A radiographic exam can help your dentist see contrast between the enamel and dentin of your teeth. This type of exam aids them in assessing the density of your tooth enamel. Knowing the density can help your dentist determine which type of treatment you need.

Does amelogenesis imperfecta cause complications?

Without effective enamel, your teeth are prone to damage and breakage, as well as gum disease (gingivitis or periodontitis) and tooth decay. People with the condition will have to practice stringent oral hygiene. They will need to visit their dentist more frequently for a cleaning and evaluation. Most will need extensive dental treatment, which often poses a significant financial burden for the person or their family.

In addition, because the condition affects the way teeth look, some people may experience emotional or social issues, including depression and low self-esteem. Teenagers in particular may become withdrawn due to the pressure to fit in among their peers.

How is amelogenesis imperfecta treated?

At the moment, there is no standard treatment for amelogenesis imperfecta. Treatment depends on the type and severity of the condition. Your dentist will have to also take into consideration your age, the overall condition of your teeth, and the treatments you can afford.

Some examples of treatment options include:

Bonding

In tooth bonding, high-density, modern plastics called composite resins or porcelain veneers are attached to teeth to fill in gaps. Bonding procedures are often used for people with hypoplastic amelogenesis imperfecta because their teeth are usually hard enough to hold on to the bond.

Full crown restoration

A crown is a tooth-shaped cap that is placed over an existing tooth. It helps restore that tooth’s shape and size.

In the hypocalcified and hypomaturation types, the enamel is usually too weak to hold on to bonded restorations. So crowns are one of the most durable and predictable options for restoring these teeth. Crowns can also help prevent or eliminate tooth decay.

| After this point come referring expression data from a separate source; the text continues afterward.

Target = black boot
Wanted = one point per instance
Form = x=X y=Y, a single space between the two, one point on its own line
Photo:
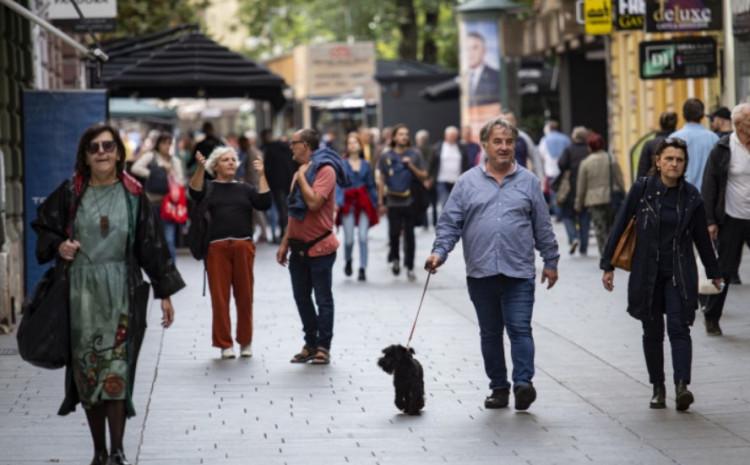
x=100 y=458
x=683 y=397
x=659 y=398
x=118 y=458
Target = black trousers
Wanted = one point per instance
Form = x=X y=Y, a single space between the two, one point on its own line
x=401 y=219
x=667 y=301
x=733 y=235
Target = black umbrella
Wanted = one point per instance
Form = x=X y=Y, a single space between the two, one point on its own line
x=185 y=63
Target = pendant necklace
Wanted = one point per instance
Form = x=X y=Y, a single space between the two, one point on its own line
x=103 y=219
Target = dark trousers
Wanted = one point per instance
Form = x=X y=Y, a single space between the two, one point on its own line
x=401 y=219
x=504 y=303
x=667 y=300
x=314 y=276
x=279 y=197
x=733 y=235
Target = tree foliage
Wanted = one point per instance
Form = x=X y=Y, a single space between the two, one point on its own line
x=423 y=30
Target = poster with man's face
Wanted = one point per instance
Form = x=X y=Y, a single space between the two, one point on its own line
x=480 y=70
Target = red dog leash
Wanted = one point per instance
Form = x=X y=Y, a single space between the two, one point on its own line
x=419 y=309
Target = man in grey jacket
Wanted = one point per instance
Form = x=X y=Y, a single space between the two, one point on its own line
x=496 y=208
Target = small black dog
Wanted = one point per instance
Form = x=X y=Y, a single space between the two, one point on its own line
x=408 y=378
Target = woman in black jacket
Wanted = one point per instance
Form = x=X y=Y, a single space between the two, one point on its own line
x=669 y=219
x=100 y=222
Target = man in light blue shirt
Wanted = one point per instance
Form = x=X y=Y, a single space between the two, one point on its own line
x=498 y=210
x=700 y=140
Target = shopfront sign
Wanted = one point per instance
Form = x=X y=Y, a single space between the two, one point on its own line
x=629 y=14
x=683 y=15
x=597 y=15
x=678 y=59
x=741 y=17
x=99 y=15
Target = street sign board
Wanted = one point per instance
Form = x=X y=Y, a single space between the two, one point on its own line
x=694 y=57
x=683 y=15
x=99 y=15
x=597 y=15
x=629 y=14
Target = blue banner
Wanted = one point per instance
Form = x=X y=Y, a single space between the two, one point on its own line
x=53 y=122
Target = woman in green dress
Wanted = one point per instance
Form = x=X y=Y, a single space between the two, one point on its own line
x=100 y=222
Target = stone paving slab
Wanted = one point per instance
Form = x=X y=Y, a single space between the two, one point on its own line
x=592 y=383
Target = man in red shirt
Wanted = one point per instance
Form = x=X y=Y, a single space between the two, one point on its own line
x=309 y=237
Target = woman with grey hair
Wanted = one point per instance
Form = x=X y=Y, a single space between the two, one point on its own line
x=576 y=223
x=231 y=251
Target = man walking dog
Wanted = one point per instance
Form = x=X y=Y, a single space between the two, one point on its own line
x=496 y=208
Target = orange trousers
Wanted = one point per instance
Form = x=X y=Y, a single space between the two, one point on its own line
x=230 y=265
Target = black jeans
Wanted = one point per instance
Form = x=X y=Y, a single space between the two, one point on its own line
x=401 y=218
x=667 y=300
x=314 y=275
x=733 y=235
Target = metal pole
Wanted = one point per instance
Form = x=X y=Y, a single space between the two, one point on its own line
x=95 y=53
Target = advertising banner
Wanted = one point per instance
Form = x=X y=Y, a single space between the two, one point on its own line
x=480 y=71
x=597 y=15
x=683 y=15
x=630 y=15
x=99 y=15
x=52 y=125
x=694 y=57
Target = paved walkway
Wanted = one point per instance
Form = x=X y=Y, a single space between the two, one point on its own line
x=592 y=383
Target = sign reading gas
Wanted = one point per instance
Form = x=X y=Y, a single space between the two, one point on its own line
x=597 y=15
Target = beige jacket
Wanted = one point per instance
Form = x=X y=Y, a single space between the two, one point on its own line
x=593 y=180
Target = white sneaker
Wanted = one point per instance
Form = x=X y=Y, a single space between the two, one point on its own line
x=246 y=351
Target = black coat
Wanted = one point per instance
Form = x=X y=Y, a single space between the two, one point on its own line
x=147 y=250
x=714 y=187
x=644 y=201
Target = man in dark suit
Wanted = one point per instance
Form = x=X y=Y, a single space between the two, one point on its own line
x=450 y=159
x=484 y=80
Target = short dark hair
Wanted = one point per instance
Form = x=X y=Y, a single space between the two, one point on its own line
x=310 y=137
x=595 y=141
x=395 y=131
x=161 y=138
x=674 y=142
x=92 y=133
x=693 y=110
x=668 y=121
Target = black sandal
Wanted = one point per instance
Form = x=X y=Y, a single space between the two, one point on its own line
x=322 y=357
x=304 y=355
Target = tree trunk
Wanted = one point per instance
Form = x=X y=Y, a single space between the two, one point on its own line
x=407 y=26
x=429 y=47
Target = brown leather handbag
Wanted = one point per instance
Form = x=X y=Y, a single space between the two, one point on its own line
x=623 y=256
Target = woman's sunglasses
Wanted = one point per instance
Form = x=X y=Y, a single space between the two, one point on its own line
x=107 y=146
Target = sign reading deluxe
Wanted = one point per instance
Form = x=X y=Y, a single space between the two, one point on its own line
x=683 y=15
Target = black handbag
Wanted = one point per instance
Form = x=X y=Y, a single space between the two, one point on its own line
x=44 y=333
x=157 y=182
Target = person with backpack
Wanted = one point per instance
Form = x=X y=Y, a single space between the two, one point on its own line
x=400 y=170
x=164 y=184
x=222 y=234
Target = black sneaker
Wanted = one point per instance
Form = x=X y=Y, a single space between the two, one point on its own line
x=683 y=397
x=498 y=398
x=713 y=328
x=525 y=395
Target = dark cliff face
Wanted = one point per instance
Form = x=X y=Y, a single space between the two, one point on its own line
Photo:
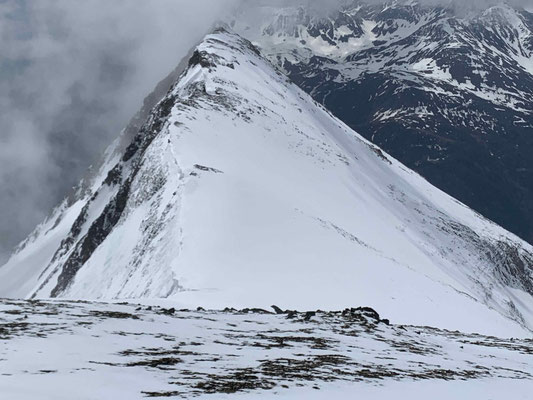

Temporary crowns of gold, porcelain, or stainless steel can be created for children or adolescents with the condition. Permanent crowns are often delayed by dentists until early adulthood, when all the teeth are present and stable.

Orthodontic treatment

People with amelogenesis often need orthodontic treatment, such as braces or appliances. The goal isn’t necessarily to make the teeth perfectly straight, but rather to get the teeth in a better position for restorations.

Good dental hygiene

Before any restorative treatment can be done, it’s important to have optimal dental health. Bleeding or inflamed gums (gingivitis) makes placement of bonded restorations extremely difficult. Excellent oral hygiene at home is crucial.

If you have painful sensitivity to heat and cold, you can use a desensitizing toothpaste.

Visiting a dentist on a regular schedule to have a professional cleaning is also very important.

Low-sugar diet

Similar to good dental hygiene, diets that are low in sugar can help prevent cavities and gum disease, promoting healthy teeth.

Dentures or overlay dentures

A denture is a removable artificial device. It’s designed to look like real teeth. An overdenture or an overlay denture is a type of denture that lies directly on your existing teeth. Overlay dentures are reversible and relatively inexpensive compared to other treatment options. They can be a temporary or even permanent treatment option for people with a limited budget.

If tooth decay has already progressed too far, the teeth may have to be extracted. Traditional dentures may then be necessary to replace the missing teeth.

What is the outlook for someone with amelogenesis imperfecta?

The earlier the treatment, the better the outlook. Proper dental care can help protect teeth from further damage. If left untreated, the teeth and enamel may break. This damage can be painful and will affect the overall appearance of the teeth.

With treatment, however, the teeth can look normal and remain functional for life. If you’re a parent who thinks your child’s tooth enamel hasn’t developed properly, see your dentist.